Well, I didn’t start out as one of those people. I considered a lot of majors when I was seventeen and eighteen years old, generally among the hard and soft sciences. But after taking an interest survey for “undecided” college students, I turned away from them and embraced my creative side instead.
My mom would ask me what I was going to do with a degree in writing.
And I’d answer, “I don’t know, I’ll find something. I’m not worried about it.”
What I ended up doing with it was enlisting in the Navy, even though people were saying, “Shouldn’t you be an officer if you have a degree?”
The recruiter said that, no, I could go officer after boot camp.
And he should know, right? I mean, military recruiters would never lie to young, impressionable morons just to meet their monthly quotas, right?
Obviously, I was idealistic and stupid.
Well, stupid in hindsight. Just a young, naive dreamer at the time, like most of us at that age.
And if you, Dear Reader, are considering a college career in writing or a similarly idealistic path, please let me extend a bit of advice:
If you’re going to go to college and accumulate decades of debt, you need to get a degree in something that pays. Major in a paycheck (that you will still enjoy), and minor in what you really love (that probably doesn’t pay squat).

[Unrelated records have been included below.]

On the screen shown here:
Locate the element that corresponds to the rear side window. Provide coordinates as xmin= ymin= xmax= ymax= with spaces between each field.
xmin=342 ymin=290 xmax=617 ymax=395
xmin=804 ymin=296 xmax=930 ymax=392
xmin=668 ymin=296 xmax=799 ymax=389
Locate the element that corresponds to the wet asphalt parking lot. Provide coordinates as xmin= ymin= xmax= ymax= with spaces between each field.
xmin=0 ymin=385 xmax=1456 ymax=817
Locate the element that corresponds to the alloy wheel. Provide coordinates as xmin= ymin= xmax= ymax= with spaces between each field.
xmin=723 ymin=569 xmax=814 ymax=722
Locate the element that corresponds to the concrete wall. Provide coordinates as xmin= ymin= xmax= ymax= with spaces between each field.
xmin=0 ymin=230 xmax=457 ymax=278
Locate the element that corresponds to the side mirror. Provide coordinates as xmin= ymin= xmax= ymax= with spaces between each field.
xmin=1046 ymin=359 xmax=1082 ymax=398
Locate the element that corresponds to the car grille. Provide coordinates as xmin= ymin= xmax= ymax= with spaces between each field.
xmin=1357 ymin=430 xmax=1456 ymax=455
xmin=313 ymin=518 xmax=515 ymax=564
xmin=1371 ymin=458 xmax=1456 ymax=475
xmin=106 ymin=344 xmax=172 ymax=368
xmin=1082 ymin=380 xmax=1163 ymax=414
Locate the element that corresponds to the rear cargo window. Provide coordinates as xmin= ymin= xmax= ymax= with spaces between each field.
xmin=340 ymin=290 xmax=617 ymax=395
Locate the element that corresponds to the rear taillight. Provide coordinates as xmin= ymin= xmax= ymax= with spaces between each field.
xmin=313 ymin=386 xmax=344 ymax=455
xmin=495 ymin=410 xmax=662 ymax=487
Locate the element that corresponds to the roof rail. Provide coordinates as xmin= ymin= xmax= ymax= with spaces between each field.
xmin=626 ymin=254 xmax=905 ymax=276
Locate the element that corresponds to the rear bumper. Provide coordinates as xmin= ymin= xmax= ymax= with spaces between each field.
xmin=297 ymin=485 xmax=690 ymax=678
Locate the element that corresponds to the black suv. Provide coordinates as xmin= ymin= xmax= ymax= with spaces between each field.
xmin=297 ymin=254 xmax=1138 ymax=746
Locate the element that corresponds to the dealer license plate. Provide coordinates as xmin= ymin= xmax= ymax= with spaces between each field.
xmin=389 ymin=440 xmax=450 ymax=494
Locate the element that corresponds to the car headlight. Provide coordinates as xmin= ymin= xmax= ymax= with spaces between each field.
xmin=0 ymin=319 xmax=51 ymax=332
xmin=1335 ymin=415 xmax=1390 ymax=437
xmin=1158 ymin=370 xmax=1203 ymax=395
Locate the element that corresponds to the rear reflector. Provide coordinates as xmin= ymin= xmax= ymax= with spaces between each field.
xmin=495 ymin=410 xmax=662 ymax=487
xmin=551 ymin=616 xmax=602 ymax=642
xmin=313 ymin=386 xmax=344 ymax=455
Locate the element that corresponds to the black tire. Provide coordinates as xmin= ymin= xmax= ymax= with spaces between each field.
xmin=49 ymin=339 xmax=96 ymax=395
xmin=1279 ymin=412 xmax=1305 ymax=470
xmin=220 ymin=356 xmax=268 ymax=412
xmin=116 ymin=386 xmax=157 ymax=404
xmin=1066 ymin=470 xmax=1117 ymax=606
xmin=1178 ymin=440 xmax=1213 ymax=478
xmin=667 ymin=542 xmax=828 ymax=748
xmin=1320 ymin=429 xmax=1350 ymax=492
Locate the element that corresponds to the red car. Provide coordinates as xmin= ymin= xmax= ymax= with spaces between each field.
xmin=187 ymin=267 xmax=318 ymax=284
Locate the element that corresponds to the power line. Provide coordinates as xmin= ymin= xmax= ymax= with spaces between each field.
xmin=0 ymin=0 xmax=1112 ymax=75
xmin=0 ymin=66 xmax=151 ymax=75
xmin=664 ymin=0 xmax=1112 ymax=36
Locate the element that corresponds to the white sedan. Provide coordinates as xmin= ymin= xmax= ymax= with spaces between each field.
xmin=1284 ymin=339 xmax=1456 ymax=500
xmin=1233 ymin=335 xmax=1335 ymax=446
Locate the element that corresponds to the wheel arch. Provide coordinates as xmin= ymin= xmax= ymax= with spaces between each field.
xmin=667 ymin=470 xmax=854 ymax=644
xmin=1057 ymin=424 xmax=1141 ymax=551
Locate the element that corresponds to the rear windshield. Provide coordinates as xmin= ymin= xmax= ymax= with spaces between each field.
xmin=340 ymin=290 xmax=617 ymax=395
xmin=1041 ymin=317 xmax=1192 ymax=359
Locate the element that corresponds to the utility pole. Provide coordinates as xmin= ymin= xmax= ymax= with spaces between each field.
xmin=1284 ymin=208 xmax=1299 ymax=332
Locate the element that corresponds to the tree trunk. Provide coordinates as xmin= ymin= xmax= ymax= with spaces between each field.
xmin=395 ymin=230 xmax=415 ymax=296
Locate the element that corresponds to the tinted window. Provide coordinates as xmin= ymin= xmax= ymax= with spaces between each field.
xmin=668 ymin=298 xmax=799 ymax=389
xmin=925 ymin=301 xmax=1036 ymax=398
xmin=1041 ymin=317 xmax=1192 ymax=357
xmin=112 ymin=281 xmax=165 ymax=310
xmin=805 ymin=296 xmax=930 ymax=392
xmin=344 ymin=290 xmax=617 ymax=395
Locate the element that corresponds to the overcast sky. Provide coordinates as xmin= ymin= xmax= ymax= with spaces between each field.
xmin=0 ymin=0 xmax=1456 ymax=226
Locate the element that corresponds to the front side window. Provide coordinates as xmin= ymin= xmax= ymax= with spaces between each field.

I know that’s not what you want to hear, that I sound like your mom.
But guess what?
I’ve been there. And twenty years later, I’ve learned something: Mom was right.
Anyway, where was I going with this rant?
“Platypus” was my college thesis project. It was by far the longest story written by anyone in my writing program cohort. (Though not the longest story I’d ever written—there was another I wish I still had, something Shakespearean in nature, about a king who thought himself immortal. Damn, I forgot about that until just now!) It was probably also the only genre piece of the bunch, too. We were taught that genre work was crap and that all serious artists wrote cryptic slice-of-life vignettes where nothing remotely exciting or interesting ever happened.
I do think that I came away with a little more of a literary approach to my swashbuckling, warp drive adventures, which I’m proud of. And this story is obviously an ode to that masterpiece of lit and genre, George Orwell’s 1984. (Which, by the way, has had a resurgence in popularity lately due to the strikingly similar politics of our current President…)
Anyway, this twenty-year-old story, this “primitive but interesting species,” has finally arrived for your entertainment. I hope it does both things for you. That it entertains, yes, but also that it carries a little of that literary weight and warning about what could be, if we are blindly compliant, intentionally ignorant, and allow it happen…
Hmmm… that didn’t really say much about the story itself, did it?
Here’s the blurb/teaser about the book too:
In the dystopian future, there is no poverty or war. Nor is there hope or mercy.
In Risen Cleveland, life is regimented and devoid of color. Literacy is obsolete and God is dead. Nothing ever changes. And it’s better that way. Easier. Safer.
Until one man dares to ask the forbidden question: Why?
An ode to George Orwell’s shocking warning and timeless novel, 1984.
Have a good Memorial Day weekend.
And thank you, my fellow veterans, for your service to our country!